The school decided it wanted to keep its fossil fuels investments, a move that was met with scorn from environmental activists who are pushing for educational institutions to go green with their endowments.

“I do not believe, nor do my colleagues on the [school’s board], that university divestment from the fossil fuel industry is warranted or wise,” President David Faust said a letter. “The endowment is a resource, not an instrument to impel social or political change.”

“We should also be clear-sighted about the risks that divestment could pose to the endowment’s capacity to propel our important research and teaching mission,” Faust wrote. “Significantly constraining investment options risks significantly constraining investment returns. The endowment provides more than one-third of the funds we expend on University activities each year.”

Faust added that universities own a small portion of fossil fuel investments, so dumping them would not harm the fossil fuel industry.

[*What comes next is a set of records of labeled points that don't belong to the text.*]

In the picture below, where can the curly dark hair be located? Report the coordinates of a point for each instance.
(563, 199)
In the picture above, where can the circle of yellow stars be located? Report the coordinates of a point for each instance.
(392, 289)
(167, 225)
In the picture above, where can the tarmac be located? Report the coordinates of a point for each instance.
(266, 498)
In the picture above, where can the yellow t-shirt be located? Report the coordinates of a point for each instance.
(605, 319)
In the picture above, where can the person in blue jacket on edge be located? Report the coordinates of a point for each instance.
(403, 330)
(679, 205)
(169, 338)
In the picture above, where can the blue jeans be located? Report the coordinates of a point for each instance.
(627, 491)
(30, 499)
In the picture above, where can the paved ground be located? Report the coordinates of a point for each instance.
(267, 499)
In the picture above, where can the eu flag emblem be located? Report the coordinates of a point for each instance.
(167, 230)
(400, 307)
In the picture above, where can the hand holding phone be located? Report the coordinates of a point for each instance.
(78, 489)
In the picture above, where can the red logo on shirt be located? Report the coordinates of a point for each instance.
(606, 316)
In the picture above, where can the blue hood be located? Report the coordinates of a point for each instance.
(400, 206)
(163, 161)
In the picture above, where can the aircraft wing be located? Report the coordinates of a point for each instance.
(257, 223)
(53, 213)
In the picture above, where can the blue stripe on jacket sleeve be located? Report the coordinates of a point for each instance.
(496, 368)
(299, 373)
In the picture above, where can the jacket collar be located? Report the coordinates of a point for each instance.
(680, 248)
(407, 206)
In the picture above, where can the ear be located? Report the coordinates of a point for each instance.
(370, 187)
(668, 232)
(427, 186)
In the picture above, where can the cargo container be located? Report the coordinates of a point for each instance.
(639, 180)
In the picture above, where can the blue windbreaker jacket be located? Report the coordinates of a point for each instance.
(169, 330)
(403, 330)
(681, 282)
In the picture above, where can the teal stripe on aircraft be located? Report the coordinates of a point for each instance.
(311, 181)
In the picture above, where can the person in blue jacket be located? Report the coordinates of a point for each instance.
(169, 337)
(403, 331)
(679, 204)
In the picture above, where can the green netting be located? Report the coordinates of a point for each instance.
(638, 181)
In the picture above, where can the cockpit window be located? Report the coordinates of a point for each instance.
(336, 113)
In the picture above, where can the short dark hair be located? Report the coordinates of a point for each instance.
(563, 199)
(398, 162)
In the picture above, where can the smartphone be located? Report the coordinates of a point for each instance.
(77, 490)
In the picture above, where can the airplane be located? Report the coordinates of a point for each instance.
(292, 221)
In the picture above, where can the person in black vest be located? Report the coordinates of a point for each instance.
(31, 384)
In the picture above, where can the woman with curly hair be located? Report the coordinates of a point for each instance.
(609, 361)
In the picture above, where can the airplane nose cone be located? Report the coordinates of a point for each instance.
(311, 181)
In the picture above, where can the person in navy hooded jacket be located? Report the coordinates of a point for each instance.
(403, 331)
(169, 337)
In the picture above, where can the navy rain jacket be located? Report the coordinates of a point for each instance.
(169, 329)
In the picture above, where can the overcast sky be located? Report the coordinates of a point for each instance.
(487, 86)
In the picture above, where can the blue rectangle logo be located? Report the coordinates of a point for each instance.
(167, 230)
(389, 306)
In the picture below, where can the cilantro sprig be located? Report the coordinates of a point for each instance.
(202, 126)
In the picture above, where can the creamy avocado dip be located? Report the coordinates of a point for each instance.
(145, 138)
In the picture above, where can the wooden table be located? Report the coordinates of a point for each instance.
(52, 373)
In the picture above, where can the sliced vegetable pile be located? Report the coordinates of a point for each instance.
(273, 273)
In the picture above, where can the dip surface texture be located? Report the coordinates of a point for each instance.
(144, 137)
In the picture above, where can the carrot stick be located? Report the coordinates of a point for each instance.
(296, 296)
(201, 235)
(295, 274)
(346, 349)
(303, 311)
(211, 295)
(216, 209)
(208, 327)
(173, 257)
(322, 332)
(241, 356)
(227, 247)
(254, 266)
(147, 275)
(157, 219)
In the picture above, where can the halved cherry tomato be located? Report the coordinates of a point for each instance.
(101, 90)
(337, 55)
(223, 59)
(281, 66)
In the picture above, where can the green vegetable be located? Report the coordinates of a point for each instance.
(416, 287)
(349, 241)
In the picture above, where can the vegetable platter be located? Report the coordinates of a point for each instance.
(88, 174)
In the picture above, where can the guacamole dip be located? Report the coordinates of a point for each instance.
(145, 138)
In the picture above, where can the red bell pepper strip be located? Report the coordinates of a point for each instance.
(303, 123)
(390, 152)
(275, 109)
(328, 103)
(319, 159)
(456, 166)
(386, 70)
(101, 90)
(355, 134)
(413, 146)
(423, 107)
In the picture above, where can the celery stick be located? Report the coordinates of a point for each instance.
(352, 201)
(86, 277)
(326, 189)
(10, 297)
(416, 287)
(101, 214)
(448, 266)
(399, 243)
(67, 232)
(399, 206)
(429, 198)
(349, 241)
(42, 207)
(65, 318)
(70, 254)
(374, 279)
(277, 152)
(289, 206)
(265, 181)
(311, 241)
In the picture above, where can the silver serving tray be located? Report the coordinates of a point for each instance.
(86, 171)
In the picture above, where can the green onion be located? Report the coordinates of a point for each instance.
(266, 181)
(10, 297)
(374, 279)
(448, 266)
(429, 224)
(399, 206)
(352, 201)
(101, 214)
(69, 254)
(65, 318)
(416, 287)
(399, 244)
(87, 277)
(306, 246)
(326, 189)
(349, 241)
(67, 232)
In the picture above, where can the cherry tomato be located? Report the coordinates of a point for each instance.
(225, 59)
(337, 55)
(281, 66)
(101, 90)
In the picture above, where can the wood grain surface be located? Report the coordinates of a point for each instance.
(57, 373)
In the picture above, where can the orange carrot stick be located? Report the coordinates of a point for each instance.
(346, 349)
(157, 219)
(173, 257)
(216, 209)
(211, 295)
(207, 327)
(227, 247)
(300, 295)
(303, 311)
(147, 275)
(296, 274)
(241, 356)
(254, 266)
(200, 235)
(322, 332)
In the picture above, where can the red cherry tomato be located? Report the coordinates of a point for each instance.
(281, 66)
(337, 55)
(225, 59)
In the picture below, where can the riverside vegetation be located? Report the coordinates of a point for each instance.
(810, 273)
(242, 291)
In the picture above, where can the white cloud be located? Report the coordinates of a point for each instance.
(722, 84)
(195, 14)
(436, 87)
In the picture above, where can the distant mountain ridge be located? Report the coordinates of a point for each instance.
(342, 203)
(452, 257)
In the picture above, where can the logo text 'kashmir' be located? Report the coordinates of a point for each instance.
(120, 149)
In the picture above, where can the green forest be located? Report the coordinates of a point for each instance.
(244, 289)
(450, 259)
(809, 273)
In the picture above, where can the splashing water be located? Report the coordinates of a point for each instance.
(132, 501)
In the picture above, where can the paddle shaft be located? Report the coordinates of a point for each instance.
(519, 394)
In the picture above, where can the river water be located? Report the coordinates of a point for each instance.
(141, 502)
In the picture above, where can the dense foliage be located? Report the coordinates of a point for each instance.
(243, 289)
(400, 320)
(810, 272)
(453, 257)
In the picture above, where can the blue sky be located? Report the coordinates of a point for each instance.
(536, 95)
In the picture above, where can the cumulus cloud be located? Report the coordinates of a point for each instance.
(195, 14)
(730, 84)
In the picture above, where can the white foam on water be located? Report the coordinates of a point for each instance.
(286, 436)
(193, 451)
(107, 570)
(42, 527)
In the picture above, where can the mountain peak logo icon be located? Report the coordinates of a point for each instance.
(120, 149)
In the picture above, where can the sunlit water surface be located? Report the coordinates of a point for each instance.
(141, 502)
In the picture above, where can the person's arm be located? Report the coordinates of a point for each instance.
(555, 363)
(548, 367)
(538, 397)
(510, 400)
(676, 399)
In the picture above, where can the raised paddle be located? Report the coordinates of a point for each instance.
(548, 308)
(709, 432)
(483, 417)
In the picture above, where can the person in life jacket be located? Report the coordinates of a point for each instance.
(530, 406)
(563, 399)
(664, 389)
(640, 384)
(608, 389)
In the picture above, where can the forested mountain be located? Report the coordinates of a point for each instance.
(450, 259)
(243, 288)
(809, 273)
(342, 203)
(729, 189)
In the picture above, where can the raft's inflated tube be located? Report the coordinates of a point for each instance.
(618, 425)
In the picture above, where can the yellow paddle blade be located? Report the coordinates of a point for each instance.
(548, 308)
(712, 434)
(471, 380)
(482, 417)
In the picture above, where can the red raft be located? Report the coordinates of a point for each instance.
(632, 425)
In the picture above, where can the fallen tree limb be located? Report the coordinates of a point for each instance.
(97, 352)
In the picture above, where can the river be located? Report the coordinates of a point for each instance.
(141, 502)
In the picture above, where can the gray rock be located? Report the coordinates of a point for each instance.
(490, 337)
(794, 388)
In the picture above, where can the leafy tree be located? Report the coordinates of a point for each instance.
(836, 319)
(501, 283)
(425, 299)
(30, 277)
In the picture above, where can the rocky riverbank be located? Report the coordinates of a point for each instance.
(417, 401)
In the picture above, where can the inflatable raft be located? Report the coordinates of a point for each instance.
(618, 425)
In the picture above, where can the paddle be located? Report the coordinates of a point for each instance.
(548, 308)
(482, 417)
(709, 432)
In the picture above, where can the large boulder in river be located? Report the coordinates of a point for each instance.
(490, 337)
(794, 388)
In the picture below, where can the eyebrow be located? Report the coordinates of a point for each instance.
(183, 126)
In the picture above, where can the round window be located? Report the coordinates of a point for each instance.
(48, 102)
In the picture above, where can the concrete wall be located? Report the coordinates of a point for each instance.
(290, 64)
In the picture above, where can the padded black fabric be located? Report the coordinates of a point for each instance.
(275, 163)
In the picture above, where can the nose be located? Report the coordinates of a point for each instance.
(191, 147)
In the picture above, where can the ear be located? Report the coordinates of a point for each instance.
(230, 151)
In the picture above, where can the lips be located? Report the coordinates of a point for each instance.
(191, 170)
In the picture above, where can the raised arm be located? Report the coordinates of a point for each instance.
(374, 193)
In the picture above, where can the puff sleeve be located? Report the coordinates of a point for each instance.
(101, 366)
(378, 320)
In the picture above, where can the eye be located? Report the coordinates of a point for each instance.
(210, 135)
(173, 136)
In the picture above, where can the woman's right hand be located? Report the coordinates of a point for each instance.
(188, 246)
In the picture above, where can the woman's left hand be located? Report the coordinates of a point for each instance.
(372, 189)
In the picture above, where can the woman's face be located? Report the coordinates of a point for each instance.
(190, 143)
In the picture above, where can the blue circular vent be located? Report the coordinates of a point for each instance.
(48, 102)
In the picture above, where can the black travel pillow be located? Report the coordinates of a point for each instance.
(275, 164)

“[S]uch a strategy would diminish the influence or voice we might have with this industry. Divestment pits concerned citizens and institutions against companies that have enormous capacity and responsibility to promote progress toward a more sustainable future,” Faust added.

However, Faust’s remarks were denounced by environmentalists who argued that not only would Harvard be better off financially by divesting of fossil fuels, but that the school would be doing the right thing.

“Well, not unexpected,” said Bill McKibben, a Harvard graduate and founder of the activist group 350.org, which helped fuel the divestment campaign. “It took Harvard five years to figure out it didn’t want to be involved with apartheid in South Africa; one hopes that the efforts of students, faculty, and alumni mean this will happen more quickly.”

McKibben and the activists at 350.org claim that students at more than 300 schools are pressuring educational institutions to divest themselves from fossil fuels — which they argue drive global warming.

Most schools have opted not to sell off lucrative fossil fuel investments which support many endowments and scholarships. Some smaller schools like Unity College in Maine and Hampshire College in Massachusetts have supported the campaign.

350.org points to an Associated Press article which found that “[a]n endowment of $1 billion that excluded fossil fuel companies would have grown to $2.26 billion over the past 10 years, but an endowment that included investments in fossil fuel companies would have grown to $2.14 billion.”

However, a study by Senecon found that while oil and natural gas stocks made up only 2.1 percent of university endowments, those investments generated 5.7 percent of all endowment gains in between 2010 and 2011.

The study also found that oil and natural gas stocks showed 53 percent returns — outperforming endowments as a whole as well as the performance of the S&P 500.

“The Sonecon study on college and university ownership of oil and natural gas company stock found that for more than a decade America’s colleges and universities have enjoyed strong returns from their investments in America’s oil and natural gas companies,” John Felmy, chief economist at the American Petroleum Institute.

“Indeed, university and college investments in oil and gas firms outperformed the endowments as a whole and outperformed every other asset class examined in their endowments,” Felmy added.